11 - When your writing gets stalled, where do you turn or return for (for lack of a better word) inspiration?

I like reading English written as a second language, and translations. I'm reading some Ted Hughes translations – his commentary and letters to poets are wonderful, as are the poems which he altered less and less from original 'inter-linear cribs' – the “oddities”, the strange arrangements of thought in foreign grammar left increasingly intact. He hurts and buoys me with this in equal measure.

12 - What fairy tale character do you resonate with most?


13 - David W. McFadden once said that books come from books, but are there any other forms that influence your work, whether nature, music, science or visual art?

I was invited to participate in a ‘continuum’ of artists whose work was shown at the Anna Leonowens Gallery in Halifax, and it was good to think of the poem as visual art; the result (“Hurtling”) was influenced by almost all of the above. One of the pieces I was shown was a weaving by Kaija Harris – an abstract ‘map’ of Saskatchewan. I’m from Saskatchewan and had returned from a fraught visit home, was charged by the recent trip and again by the gorgeous weaving. I was thinking of the twist of Harris’s weave, I was thinking of family bonds and the structure of DNA, I was thinking of the bonds in the chemical skeleton for common herbicides; I had a broken storm window with six panes – these considerations suggested a larger ‘form’. The ‘double-helix’ lines had to follow or overlap cracks in the panes. For the first time I moved my work off the page and on to a larger space of wall – it felt strange and great. The poem was printed on overhead transparencies on the glass windows; hung and lit, the couplets were repeated in shadow on the wall behind – the shadow was one of those exhilarating strokes of luck.

14 - What other writers or writings are important for your work, or simplyyour life outside of your work?

15 - What would you like to do that you haven't yet done?

This is a dangerous game – I’ve played it before. A prairie kid who thought it would be good to live by the ocean, and before I knew it I was finding my way in Halifax. I should be – am – terrified, but I don’t think I’ve finished with it yet – want to live closer to ocean still.

16 - If you could pick any other occupation to attempt, what would it be? Or, alternately, what do you think you would have ended up doing had you not been a writer?

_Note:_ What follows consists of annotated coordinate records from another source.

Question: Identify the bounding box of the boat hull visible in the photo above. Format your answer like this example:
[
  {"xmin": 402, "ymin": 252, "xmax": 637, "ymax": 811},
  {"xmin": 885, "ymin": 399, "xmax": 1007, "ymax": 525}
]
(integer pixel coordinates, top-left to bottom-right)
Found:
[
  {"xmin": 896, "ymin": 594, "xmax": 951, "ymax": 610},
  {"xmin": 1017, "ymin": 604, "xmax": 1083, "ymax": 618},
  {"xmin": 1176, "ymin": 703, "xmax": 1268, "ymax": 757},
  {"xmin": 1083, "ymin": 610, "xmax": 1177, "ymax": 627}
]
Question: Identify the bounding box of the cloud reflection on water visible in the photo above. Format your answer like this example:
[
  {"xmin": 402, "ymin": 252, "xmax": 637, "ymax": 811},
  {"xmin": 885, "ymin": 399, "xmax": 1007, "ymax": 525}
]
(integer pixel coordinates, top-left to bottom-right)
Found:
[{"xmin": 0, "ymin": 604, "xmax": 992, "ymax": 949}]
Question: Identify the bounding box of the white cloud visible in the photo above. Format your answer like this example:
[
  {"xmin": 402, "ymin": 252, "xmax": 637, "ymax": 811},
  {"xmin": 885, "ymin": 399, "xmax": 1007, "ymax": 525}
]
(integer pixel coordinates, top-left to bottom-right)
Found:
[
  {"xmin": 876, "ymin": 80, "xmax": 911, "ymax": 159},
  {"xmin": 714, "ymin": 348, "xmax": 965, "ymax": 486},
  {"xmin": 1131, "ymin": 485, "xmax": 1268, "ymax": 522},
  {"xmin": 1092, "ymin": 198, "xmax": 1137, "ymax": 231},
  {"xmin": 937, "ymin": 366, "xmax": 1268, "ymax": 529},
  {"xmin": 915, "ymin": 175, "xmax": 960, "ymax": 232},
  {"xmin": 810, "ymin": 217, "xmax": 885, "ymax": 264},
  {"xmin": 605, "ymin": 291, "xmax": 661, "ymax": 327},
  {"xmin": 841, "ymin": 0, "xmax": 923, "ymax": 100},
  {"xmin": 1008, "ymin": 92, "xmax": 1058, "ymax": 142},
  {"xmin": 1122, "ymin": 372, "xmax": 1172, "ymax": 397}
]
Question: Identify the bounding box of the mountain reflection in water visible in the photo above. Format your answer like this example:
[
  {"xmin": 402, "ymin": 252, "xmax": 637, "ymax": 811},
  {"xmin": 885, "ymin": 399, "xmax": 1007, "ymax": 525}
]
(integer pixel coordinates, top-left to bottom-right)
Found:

I love to cook, love to read recipes, never follow recipes. I’d be a chef. But I’m no good in someone else’s kitchen, not an entrepreneur, would be irritated with customers and whoever hired me…

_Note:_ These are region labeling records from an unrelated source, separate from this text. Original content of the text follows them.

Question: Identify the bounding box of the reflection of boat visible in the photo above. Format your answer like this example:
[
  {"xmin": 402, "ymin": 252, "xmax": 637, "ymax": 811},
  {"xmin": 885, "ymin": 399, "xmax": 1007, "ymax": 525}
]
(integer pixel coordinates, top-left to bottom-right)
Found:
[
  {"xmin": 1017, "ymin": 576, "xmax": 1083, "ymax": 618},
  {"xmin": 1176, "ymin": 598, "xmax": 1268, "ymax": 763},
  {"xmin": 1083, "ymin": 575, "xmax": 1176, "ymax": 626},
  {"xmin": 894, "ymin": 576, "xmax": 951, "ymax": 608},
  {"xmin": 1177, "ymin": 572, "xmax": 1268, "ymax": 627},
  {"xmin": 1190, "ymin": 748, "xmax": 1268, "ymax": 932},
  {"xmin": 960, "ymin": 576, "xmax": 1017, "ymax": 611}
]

17 - What made you write, as opposed to doing something else?

I might have been a painter, but something invisible turned me away.

I read “Counterparts” by James Joyce in Grade 9 and understood something about my grandfather that had scared and puzzled me – it was electrifying to find that someone could articulate it.

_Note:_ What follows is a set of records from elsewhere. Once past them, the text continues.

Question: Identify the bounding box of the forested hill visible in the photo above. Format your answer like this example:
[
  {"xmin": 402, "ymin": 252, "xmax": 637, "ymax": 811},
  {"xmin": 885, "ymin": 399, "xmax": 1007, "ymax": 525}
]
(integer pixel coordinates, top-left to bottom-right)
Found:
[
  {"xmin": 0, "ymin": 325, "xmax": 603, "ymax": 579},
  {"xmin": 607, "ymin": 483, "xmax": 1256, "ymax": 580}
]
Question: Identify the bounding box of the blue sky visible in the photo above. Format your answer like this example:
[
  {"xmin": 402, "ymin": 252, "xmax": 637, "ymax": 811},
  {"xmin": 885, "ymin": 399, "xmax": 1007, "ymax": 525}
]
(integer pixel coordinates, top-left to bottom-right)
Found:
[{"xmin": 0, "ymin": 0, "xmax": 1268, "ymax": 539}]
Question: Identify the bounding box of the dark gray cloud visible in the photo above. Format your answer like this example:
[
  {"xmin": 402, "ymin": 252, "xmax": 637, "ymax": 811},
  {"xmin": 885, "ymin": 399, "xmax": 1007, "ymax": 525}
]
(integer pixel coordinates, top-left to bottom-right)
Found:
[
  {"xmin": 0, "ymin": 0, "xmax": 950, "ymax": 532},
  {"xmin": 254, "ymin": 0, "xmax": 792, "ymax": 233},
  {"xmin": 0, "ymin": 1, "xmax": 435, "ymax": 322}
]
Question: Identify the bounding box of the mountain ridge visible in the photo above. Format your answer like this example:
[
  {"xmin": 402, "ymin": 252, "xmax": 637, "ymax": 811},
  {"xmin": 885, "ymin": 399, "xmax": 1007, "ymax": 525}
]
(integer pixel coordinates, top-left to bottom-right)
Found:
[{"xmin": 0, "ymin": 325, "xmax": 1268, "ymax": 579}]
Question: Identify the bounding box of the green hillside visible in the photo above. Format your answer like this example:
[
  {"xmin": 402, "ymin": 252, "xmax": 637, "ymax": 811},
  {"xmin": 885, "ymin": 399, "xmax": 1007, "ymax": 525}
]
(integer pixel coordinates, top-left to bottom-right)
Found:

18 - What was the last great book you read? What was the last great film?

Lisa Robertson’s Magenta Soul Whip; Anne Simpson’s The Marram Grass; Roast Chicken by Simon Hopkinson; Hold Everything Dear by John Berger – all good.

Last year’s Man on Wire, and Seraphine; The Hairdresser’s Husband and Northfork are favourites I keep watching.

19 - What are you currently working on?

Reading... in the midst of Pound’s Pisan Cantos, not very methodical about it, not trying to piece together every historical or political reference. The leaps thrill me – I landed at “forthwith” and have been suspended there since.